I am working on FMA instructions on AVX2 and AVX512. While going through the documentation I found out that the semantics are slightly different.

Considering FMADD231 for doubles

in AVX2,
- VFMADD231PD ymm0, ymm1, ymm2/m256 where it accepts 32B(256b) aligned memory location.
BUT in AVX512
- VFMADD231PD zmm0 {k1}{z}, zmm1, zmm2/m512/m64bcst{er} it accepts both 64B(512b) aligned memory location as well as 8B(64b) aligned memory location.

I was with the impression that this memory alignment specification was enforced as a performance measure. But in AVX512 this restriction is relaxed! I was wondering if there would be a performance difference between m512 and m64bcst?

Look forward to your opinion. Thank you in advance.

Best

McCalpinJohn · ‎03-08-2019

AVX2 instructions do not require naturally aligned memory references -- that was an SSE restriction. Some/most processors have a performance penalty for unaligned memory references -- especially for loads that cross cache line boundaries and (even bigger) for loads that cross 4KiB page boundaries. The compiler makes an effort to avoid unaligned loads for some target architectures, but this has not been a big performance issue since Sandy Bridge.

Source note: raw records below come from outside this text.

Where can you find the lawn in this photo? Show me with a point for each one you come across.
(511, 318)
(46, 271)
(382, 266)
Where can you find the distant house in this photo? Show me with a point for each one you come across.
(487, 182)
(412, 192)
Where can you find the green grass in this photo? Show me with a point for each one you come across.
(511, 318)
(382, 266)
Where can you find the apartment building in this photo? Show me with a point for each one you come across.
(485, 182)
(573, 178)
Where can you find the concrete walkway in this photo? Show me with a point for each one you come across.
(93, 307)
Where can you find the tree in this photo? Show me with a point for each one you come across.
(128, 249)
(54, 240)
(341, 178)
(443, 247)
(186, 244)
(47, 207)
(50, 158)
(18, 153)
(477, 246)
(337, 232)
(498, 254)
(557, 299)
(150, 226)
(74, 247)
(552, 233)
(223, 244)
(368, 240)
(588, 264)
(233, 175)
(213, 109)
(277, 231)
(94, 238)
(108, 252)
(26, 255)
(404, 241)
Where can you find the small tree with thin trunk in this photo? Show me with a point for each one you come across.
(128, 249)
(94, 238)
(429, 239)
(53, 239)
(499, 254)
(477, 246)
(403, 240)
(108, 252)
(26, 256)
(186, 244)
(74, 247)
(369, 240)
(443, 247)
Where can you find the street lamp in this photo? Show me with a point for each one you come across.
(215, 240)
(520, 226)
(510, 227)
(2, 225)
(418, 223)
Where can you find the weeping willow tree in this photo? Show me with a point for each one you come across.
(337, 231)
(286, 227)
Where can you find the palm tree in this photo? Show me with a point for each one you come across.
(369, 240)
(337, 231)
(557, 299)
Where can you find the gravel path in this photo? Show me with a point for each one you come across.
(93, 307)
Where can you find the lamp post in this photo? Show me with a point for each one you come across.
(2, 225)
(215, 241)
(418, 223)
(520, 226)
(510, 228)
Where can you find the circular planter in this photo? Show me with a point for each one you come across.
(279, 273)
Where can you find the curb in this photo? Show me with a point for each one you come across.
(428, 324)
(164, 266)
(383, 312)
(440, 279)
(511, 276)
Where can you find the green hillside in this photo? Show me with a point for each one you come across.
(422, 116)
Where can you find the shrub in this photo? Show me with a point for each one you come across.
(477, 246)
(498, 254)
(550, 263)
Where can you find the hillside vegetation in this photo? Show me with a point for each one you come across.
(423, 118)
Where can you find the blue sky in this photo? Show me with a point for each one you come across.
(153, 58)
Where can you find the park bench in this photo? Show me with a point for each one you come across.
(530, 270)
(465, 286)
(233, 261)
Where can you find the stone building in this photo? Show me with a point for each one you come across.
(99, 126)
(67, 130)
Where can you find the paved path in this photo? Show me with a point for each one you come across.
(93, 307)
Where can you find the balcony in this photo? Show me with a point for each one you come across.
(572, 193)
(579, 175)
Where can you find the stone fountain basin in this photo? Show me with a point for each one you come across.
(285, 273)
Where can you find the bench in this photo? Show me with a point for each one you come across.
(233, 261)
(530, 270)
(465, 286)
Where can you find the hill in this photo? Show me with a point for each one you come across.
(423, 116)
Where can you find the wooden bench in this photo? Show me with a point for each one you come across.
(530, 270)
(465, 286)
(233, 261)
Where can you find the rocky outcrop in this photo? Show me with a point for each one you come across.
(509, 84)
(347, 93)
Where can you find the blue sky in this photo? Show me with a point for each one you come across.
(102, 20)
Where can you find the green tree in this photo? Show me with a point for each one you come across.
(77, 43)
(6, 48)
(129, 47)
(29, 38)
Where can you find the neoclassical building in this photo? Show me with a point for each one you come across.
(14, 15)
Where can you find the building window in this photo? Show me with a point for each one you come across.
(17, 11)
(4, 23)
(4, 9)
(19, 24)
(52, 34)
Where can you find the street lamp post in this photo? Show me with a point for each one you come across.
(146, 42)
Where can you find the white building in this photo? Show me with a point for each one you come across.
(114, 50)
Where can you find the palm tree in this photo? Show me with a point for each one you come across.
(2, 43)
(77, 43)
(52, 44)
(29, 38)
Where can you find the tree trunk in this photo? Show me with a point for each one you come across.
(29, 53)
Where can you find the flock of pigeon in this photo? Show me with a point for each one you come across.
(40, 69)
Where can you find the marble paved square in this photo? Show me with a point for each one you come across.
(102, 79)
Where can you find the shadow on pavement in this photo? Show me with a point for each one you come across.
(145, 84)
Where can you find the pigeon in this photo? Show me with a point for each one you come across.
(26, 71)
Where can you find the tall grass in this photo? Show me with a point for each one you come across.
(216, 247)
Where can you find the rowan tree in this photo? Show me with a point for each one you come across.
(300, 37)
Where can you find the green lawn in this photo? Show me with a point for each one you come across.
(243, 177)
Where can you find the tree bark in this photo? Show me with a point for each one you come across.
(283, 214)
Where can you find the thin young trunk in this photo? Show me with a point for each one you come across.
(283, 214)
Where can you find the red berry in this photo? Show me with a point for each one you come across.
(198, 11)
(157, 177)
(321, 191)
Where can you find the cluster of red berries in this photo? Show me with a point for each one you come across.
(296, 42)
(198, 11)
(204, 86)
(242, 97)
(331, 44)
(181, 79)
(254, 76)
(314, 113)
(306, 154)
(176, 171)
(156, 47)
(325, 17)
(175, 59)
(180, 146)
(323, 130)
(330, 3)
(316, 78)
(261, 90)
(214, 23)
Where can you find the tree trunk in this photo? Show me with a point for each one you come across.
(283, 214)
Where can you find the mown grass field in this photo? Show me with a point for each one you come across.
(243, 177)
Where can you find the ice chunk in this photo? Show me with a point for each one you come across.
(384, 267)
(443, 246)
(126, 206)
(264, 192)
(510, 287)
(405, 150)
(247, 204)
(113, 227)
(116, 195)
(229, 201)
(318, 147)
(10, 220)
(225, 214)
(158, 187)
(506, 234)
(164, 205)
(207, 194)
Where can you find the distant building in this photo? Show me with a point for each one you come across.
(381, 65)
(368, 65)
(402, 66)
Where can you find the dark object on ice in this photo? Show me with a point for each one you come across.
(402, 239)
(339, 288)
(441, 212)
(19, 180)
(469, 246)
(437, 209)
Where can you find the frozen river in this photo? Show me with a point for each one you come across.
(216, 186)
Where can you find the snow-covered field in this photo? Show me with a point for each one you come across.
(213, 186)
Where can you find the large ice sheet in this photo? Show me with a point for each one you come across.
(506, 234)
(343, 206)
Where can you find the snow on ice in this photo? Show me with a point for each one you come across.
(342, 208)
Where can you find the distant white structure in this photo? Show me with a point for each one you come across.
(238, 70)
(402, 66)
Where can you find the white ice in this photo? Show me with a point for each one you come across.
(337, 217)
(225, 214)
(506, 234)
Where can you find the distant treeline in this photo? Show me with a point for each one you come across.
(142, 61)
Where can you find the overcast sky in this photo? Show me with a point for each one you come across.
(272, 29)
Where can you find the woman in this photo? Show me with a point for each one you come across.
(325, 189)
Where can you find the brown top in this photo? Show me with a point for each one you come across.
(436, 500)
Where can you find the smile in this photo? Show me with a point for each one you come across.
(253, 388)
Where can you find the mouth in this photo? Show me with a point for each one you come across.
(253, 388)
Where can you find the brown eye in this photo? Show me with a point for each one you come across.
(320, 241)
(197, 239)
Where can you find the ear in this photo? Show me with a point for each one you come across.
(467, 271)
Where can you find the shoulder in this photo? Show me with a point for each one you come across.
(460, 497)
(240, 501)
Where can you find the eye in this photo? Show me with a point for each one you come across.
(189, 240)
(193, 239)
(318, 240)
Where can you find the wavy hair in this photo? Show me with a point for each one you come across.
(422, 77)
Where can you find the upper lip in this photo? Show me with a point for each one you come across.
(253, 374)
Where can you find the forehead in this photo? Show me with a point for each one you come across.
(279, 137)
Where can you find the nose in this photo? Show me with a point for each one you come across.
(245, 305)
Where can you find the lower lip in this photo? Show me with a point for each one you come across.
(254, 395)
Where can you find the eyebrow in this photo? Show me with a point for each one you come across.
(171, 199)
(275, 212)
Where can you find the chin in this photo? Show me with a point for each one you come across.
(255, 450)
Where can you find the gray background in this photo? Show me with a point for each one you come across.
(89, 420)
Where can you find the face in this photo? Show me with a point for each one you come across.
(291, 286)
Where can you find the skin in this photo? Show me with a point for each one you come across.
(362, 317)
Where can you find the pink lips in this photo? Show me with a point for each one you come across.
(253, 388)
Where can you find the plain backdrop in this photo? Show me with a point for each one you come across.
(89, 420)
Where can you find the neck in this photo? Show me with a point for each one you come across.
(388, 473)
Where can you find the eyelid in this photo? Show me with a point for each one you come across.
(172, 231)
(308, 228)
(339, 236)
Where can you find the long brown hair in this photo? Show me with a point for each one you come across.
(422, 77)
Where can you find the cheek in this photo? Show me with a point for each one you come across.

The description of the VFMADD*PD instruction in Volume 2 of the Intel Architectures SW Developer's Guide lists the exceptions types as "Exceptions Type 2" for VEX-encoded instructions (AVX), and "Exceptions Type E2" for EVEX-encoded instructions (AVX-512). The only alignment-related exceptions in the table of "Type 2" exceptions are for "Legacy SSE" instructions. For "Type E2" exceptions, the only alignment exception possible requires both enabling alignment checking and using the broadcast function on an unaligned 8-Byte memory operand.